The Carnegie Corporation has also funded a wide variety of prizes in recent years. These include:
The Carnegie Medals for Philanthropy, launched in 2001, awarded to eminent philanthropists. The most recent winners include H.F. “Gerry” Lenfest and Marguerite Lenfest of the Lenfest Foundation, Julian Robertson of the Robertson Foundation, and Jeff Skoll of the Skoll Foundation.
The Andrew Carnegie Medals for Excellence in Fiction and Nonfiction, co-sponsored with the American Library Association. The winners in 2017 were Colson Whitehead for The Underground Railroad for best novel and Matthew Desmond for Evicted for best non-fiction book.
The Andrew Carnegie Fellows, launched in 2015, which give 35 professors two-year, $200,000 grants. These grants are similar to the MacArthur Fellowships, but are limited to professors.
The Academic Leadership Award, launched in 2015. In 2017 this prize was given to seven university presidents, including Georgia State University president Mark P. Becker, Georgetown University president John J. DeGioia, and Case Western Reserve University president Barbara J. Snyder. Schools whose presidents received these prizes got $500,000 grants.
In 2011, the Carnegie Corporation marked its centennial. President Vartan Gregorian gave an interview with Carnegie Corporation vice president Susan King in which he said his role was to be “a guardian of a tradition: a guardian of an important mission…We just have to keep Andrew Carnegie’s notion of spreading the gospel of wealth, and that’s what we are doing.”
Indiana University philanthropy professor Leslie Lenkowsky noted in Philanthropy that “in important ways, the Corporation’s work has departed from its founder’s vision. Although it remains riveted on curing social and political inequalities, it has come to regard them less as the unfortunate by-product of an otherwise successful and worthy economic system and more as symptoms of fundamental flaws that require substantial changes to the system itself.”

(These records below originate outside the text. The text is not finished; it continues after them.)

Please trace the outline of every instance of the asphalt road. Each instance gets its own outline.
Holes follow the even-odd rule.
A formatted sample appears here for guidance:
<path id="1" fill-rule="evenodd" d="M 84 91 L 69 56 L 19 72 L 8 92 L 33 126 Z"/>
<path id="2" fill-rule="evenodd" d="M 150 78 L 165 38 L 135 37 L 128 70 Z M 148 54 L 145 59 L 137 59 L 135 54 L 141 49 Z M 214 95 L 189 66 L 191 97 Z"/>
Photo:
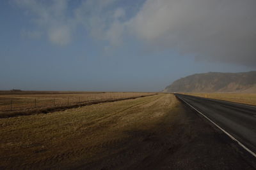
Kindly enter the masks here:
<path id="1" fill-rule="evenodd" d="M 256 106 L 188 95 L 175 96 L 234 138 L 255 157 Z"/>

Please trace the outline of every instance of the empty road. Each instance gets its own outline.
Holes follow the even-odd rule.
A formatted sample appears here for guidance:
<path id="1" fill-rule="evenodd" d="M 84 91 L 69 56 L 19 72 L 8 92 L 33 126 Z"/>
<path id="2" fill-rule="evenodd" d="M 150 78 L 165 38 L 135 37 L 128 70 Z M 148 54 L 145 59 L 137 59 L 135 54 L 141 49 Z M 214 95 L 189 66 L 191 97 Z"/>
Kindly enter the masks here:
<path id="1" fill-rule="evenodd" d="M 175 96 L 234 138 L 255 157 L 256 106 L 179 94 Z"/>

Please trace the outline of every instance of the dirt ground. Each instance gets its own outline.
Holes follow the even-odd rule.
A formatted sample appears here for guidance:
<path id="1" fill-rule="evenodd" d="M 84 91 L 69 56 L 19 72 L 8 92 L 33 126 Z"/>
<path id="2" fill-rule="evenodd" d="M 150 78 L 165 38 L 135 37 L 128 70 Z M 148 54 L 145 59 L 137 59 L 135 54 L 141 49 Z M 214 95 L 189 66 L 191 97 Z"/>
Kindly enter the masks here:
<path id="1" fill-rule="evenodd" d="M 0 119 L 0 169 L 254 169 L 170 94 Z"/>

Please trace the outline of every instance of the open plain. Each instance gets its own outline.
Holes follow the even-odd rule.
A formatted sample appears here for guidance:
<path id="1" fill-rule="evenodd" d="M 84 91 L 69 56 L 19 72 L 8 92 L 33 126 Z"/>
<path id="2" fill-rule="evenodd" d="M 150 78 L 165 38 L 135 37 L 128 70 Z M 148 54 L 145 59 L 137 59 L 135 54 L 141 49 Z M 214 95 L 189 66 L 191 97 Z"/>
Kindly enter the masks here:
<path id="1" fill-rule="evenodd" d="M 1 169 L 253 169 L 171 94 L 0 119 Z"/>

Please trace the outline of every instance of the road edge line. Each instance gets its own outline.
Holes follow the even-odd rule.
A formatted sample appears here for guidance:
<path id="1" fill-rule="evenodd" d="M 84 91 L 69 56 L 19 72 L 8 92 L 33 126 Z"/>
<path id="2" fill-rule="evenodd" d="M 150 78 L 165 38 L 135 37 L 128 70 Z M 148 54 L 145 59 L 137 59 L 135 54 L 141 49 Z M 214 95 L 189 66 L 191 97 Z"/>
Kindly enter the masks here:
<path id="1" fill-rule="evenodd" d="M 243 143 L 241 143 L 239 141 L 238 141 L 237 139 L 236 139 L 233 136 L 232 136 L 230 134 L 229 134 L 228 132 L 225 131 L 223 129 L 222 129 L 221 127 L 220 127 L 218 125 L 217 125 L 214 122 L 211 120 L 209 118 L 208 118 L 207 116 L 202 113 L 200 111 L 196 110 L 195 107 L 192 106 L 190 104 L 183 100 L 182 99 L 177 97 L 179 99 L 181 99 L 183 101 L 184 103 L 186 103 L 188 105 L 189 105 L 190 107 L 193 108 L 195 110 L 196 110 L 197 112 L 198 112 L 200 114 L 203 115 L 205 118 L 206 118 L 209 121 L 210 121 L 211 123 L 212 123 L 214 125 L 216 125 L 218 128 L 219 128 L 221 131 L 223 131 L 224 133 L 225 133 L 227 136 L 228 136 L 232 140 L 236 141 L 241 146 L 242 146 L 244 149 L 245 149 L 248 152 L 251 153 L 253 157 L 256 158 L 256 153 L 250 150 L 248 148 L 245 146 Z"/>

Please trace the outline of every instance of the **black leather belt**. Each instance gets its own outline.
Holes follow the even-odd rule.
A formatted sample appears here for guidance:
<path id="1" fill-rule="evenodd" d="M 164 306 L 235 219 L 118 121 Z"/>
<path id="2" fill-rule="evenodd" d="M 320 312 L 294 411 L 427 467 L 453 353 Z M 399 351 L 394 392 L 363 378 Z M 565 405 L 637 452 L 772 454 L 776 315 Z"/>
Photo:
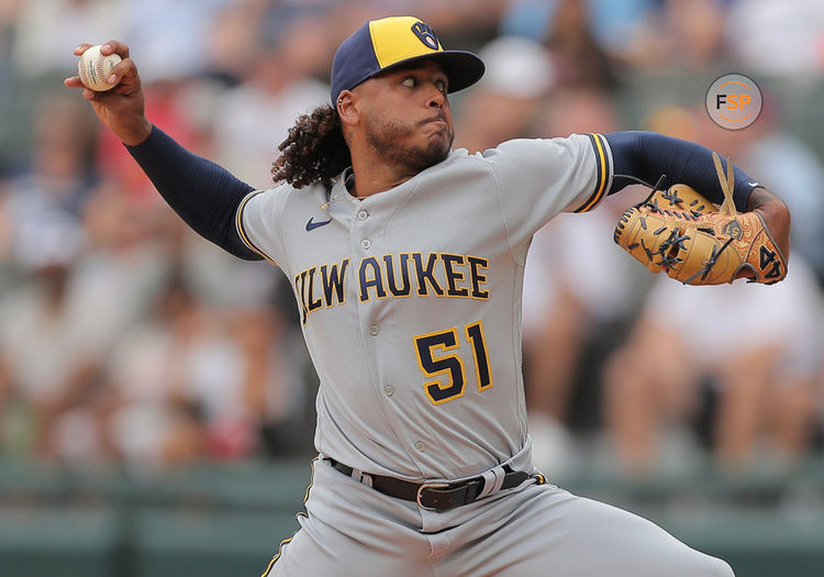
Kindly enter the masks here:
<path id="1" fill-rule="evenodd" d="M 355 469 L 352 467 L 333 458 L 325 461 L 347 477 L 353 477 Z M 512 470 L 509 465 L 504 465 L 503 470 L 501 489 L 517 487 L 530 477 L 528 473 Z M 453 507 L 475 502 L 485 485 L 483 477 L 475 477 L 460 482 L 410 482 L 382 475 L 368 475 L 368 477 L 371 478 L 371 487 L 376 491 L 404 501 L 414 501 L 431 511 L 445 511 Z"/>

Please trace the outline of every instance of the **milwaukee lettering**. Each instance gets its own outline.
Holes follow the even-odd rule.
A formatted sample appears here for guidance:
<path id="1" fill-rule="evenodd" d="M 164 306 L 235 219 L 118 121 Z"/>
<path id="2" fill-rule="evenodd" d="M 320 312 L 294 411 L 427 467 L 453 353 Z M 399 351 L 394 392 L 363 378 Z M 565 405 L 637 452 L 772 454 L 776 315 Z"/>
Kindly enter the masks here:
<path id="1" fill-rule="evenodd" d="M 305 324 L 310 313 L 346 302 L 347 278 L 355 275 L 353 295 L 360 302 L 401 297 L 488 299 L 485 290 L 489 259 L 452 253 L 399 253 L 369 256 L 357 269 L 349 259 L 313 266 L 294 276 L 294 291 Z M 350 273 L 352 270 L 352 273 Z"/>

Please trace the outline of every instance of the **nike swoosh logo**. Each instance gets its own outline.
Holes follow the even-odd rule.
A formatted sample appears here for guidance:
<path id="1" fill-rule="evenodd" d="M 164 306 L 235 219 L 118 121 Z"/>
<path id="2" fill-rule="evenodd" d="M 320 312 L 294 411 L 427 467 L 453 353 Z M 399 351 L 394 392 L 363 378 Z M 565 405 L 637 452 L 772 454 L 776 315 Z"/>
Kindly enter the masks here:
<path id="1" fill-rule="evenodd" d="M 313 219 L 314 219 L 314 217 L 312 217 L 311 219 L 309 219 L 309 222 L 307 222 L 307 230 L 308 231 L 313 231 L 318 226 L 323 226 L 324 224 L 329 224 L 330 222 L 332 222 L 332 219 L 330 219 L 327 221 L 322 221 L 322 222 L 314 222 Z"/>

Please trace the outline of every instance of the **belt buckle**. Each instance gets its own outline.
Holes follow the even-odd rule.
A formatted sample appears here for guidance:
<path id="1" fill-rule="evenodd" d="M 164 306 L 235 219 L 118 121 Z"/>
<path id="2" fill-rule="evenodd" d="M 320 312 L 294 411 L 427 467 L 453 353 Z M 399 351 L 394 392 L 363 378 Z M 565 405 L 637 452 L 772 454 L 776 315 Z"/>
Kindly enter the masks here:
<path id="1" fill-rule="evenodd" d="M 417 506 L 426 509 L 427 511 L 437 511 L 438 509 L 436 507 L 426 507 L 421 502 L 421 495 L 423 493 L 424 489 L 445 489 L 449 487 L 448 482 L 424 482 L 417 488 L 417 496 L 415 500 L 417 501 Z"/>

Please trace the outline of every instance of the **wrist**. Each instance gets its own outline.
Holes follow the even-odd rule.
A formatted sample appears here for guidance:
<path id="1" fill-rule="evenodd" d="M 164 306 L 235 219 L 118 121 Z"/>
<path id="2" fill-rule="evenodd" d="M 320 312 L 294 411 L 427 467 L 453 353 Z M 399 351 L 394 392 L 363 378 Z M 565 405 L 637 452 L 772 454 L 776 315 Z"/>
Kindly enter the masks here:
<path id="1" fill-rule="evenodd" d="M 146 116 L 142 116 L 134 129 L 124 131 L 123 134 L 120 134 L 120 140 L 126 146 L 137 146 L 146 142 L 146 138 L 148 138 L 151 134 L 152 123 Z"/>

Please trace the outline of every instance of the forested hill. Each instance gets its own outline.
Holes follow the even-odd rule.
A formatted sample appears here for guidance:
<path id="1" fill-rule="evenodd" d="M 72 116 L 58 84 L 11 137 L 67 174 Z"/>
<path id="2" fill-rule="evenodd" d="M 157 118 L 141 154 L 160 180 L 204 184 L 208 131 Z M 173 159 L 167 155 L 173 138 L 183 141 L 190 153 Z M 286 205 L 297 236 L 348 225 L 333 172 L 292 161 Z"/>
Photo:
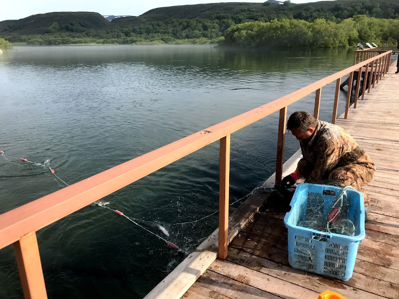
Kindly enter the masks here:
<path id="1" fill-rule="evenodd" d="M 275 19 L 287 19 L 312 23 L 324 19 L 339 24 L 359 15 L 367 18 L 396 19 L 394 24 L 390 25 L 394 31 L 396 21 L 399 22 L 399 1 L 185 5 L 157 8 L 138 17 L 118 18 L 111 22 L 96 13 L 51 13 L 0 22 L 0 38 L 11 42 L 31 45 L 209 43 L 223 39 L 227 33 L 239 37 L 237 35 L 243 34 L 240 28 L 236 28 L 237 31 L 234 32 L 237 34 L 227 31 L 247 22 L 268 23 Z M 373 41 L 384 42 L 388 38 L 391 38 L 391 41 L 395 38 L 385 33 L 375 37 Z M 364 41 L 356 38 L 351 41 L 354 42 L 358 40 Z M 236 40 L 238 40 L 236 38 L 229 40 L 233 43 Z M 349 44 L 351 45 L 351 43 Z"/>
<path id="2" fill-rule="evenodd" d="M 268 22 L 283 17 L 313 21 L 323 18 L 340 21 L 356 15 L 383 19 L 399 18 L 398 0 L 337 0 L 312 3 L 284 5 L 264 3 L 227 3 L 183 5 L 155 9 L 139 17 L 114 20 L 115 25 L 164 22 L 170 19 L 231 20 L 235 24 L 249 21 Z"/>
<path id="3" fill-rule="evenodd" d="M 109 22 L 97 13 L 49 13 L 17 20 L 0 22 L 0 36 L 11 34 L 45 34 L 62 32 L 84 32 L 108 28 Z"/>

The Economist noted that both IBM and the Carnegie Corporation had both been created in 1911. The magazine had concluded that IBM had done more good since 1961 because it continued to grow, while the Carnegie Corporation stagnated. IBM had sales of $200 billion and employed 427,000 people, while Carnegie barely made the list of America’s 20 largest foundations.
One reason why Carnegie was far smaller than IBM, The Economist noted, “may be that 100 years is too old for a philanthropic foundation. The absence of an existential threat have made it too comfortable…It is not clear what, if anything, keeps the people in charge of the Carnegie Corporation awake at night. The passage of time saps a foundation of the unique energy of its founder.”
“No wonder,” the magazine concluded, “many of today’s philanthropists aim, as Carnegie did, to give away all of their money by the time they die, or at least put a time limit on the lifespan of their foundation after their death.”